Why we didn’t sell everything
When you start to follow and read other stories of people who set out to live on the road, you read how they sold everything. Stories of how they got rid of all their possessions.
That’s absolutely what we set out to do. It felt like it would be a cathartic exercise, especially for me who is a bit of a collector. We would save money on storing all our possessions, some that we might never want again. But we have chosen not to sell everything, and here’s why.
How long will our journey take?
We have no idea how long this ‘journey’ of ours will be. We don’t know what it’s going to look like. And we don’t have a plan. We have always said that we don’t know if it’ll be 6 months or 2 years, and if this adventure makes us want to come back to pick up our previous life, then that’s fine.
It’s this part that’s made us reconsider selling everything. Whilst there’s not a huge amount of value in the items we possess – beds, sofas, dining table, etc – it would cost us quite a bit to buy everything again if 6 months down the line we decide to return ‘home’. There’s also sentimental items and keepsakes, things I treasure and want to keep, that I couldn’t part with.
What we’ll be doing with our ‘stuff’
How romantic does it sound to say “we sold everything and went on the road”? Undoubtedly I’d love to say we did this, that we truly freed ourselves from all this stuff we’ve collected. But it’s not for us, at least not right now. Perhaps if our time on the road takes us down a different path, we will return and sell anything we no longer want. I’m absolutely hoping living in a tiny home will change how much we feel we need to live with.
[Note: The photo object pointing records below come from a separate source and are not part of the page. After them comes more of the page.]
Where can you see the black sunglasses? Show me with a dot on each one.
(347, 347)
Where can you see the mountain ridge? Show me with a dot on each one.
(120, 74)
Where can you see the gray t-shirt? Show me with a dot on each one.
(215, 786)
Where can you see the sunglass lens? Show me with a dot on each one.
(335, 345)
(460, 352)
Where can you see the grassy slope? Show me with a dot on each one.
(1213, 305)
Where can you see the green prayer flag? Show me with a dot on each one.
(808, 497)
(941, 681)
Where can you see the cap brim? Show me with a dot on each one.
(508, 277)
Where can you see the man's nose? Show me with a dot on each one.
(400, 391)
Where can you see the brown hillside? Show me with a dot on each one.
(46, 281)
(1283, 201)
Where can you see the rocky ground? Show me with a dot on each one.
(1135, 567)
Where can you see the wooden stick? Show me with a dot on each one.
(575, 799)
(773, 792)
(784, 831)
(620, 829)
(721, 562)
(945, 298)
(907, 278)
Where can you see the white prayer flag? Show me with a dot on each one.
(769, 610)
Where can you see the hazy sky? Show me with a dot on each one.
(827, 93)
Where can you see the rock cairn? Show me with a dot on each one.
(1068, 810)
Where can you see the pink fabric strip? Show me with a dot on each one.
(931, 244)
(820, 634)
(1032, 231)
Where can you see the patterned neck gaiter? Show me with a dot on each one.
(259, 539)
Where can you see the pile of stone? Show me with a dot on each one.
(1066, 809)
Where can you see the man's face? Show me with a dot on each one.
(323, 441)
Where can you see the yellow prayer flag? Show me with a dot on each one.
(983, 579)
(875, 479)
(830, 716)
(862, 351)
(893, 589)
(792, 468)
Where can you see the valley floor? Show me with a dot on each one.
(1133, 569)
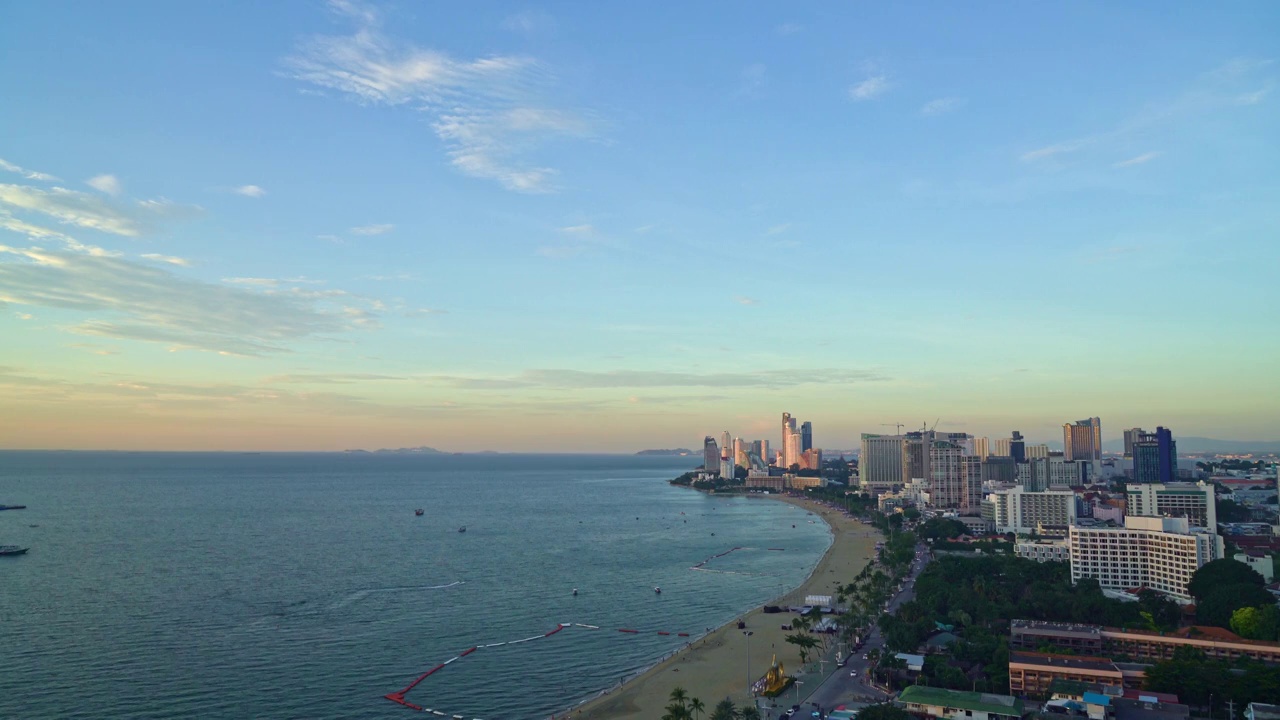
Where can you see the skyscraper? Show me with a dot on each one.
(1083, 440)
(880, 465)
(1155, 458)
(711, 455)
(1130, 437)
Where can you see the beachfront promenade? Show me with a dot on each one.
(716, 666)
So for now, we are not selling everything. We will be getting some kind of storage to keep selected items in whilst we travel. What we have been doing for about a year now, is de-cluttering. It’s a process I find tricky and emotional, and I’m not ashamed to admit crying many times. Very slowly (as these things become when you have children and babies) we’ve been getting rid of stuff that doesn’t have a practical purpose, an important sentimental value, or we can see using in the future.